Asbestos is either partially or completely banned in 60 countries; Dubai and the UAE prohibited its use starting from 2006, which means the safe removal of the material will remain an issue for years, so asbestos remains a potential.
The substance is a known cause of mesothelioma, asbestosi, cancer and other diseases; its fibres spread through the air when old buildings are demolished, not in a proper way.
It has been estimated that between 70 and 80 percent of homes in Dubai contain some asbestos (source: Khaleej Times).
Experts are calling for safety regulations in Abu Dhabi to be expanded to the rest of the country.
New health and safety guidelines in Abu Dhabi require a company must provide documents showing that asbestos has been identified and safely removed from a building before it can be demolished, but asbestos water-pipes are still being manufactured and used in Dubai.
The assessment and removal can be carried out only by licensed companies, since the removal is very critical operation to be issued: while it is safe if undisturbed, the asbestos is extremely friable and can release tiny fibres (responsible for mesothelioma and other almost always fatal diseases) if it wears or breaks down. These particles are easily airborne and so small that, if inhaled, they penetrate deep into the lungs.
The municipality has just approved 36 contracting companies to work on demolition projects: since October 2011, it has handed out 54 demolition permits, but there are about 300 buildings scheduled for demolition in Abu Dhabi between 2012 and 2013. But in the meanwhile, there are still companies doing things they should not do.
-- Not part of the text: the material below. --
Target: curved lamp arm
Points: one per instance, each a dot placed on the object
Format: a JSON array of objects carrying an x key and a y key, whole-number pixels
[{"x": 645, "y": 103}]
Asbestos can be a risk to construction workers and anyone in the vicinity of a demolition site, as well as anyone getting in touch also with the clothes of workers.
Implementation of the rules is still at the infancy stage. The regulations are not policed very well. If buildings are going to be demolished, who is checking for asbestos and which company is removing it, these checks are very important.
The problem is the enforcement side – there is no enforcement agency.
Engineer Abdulaziz Hussni Zarub, director of the health and safety and environment division of Abu Dhabi Municipality, said
the government agency needed two to three more months to roll out the new rules.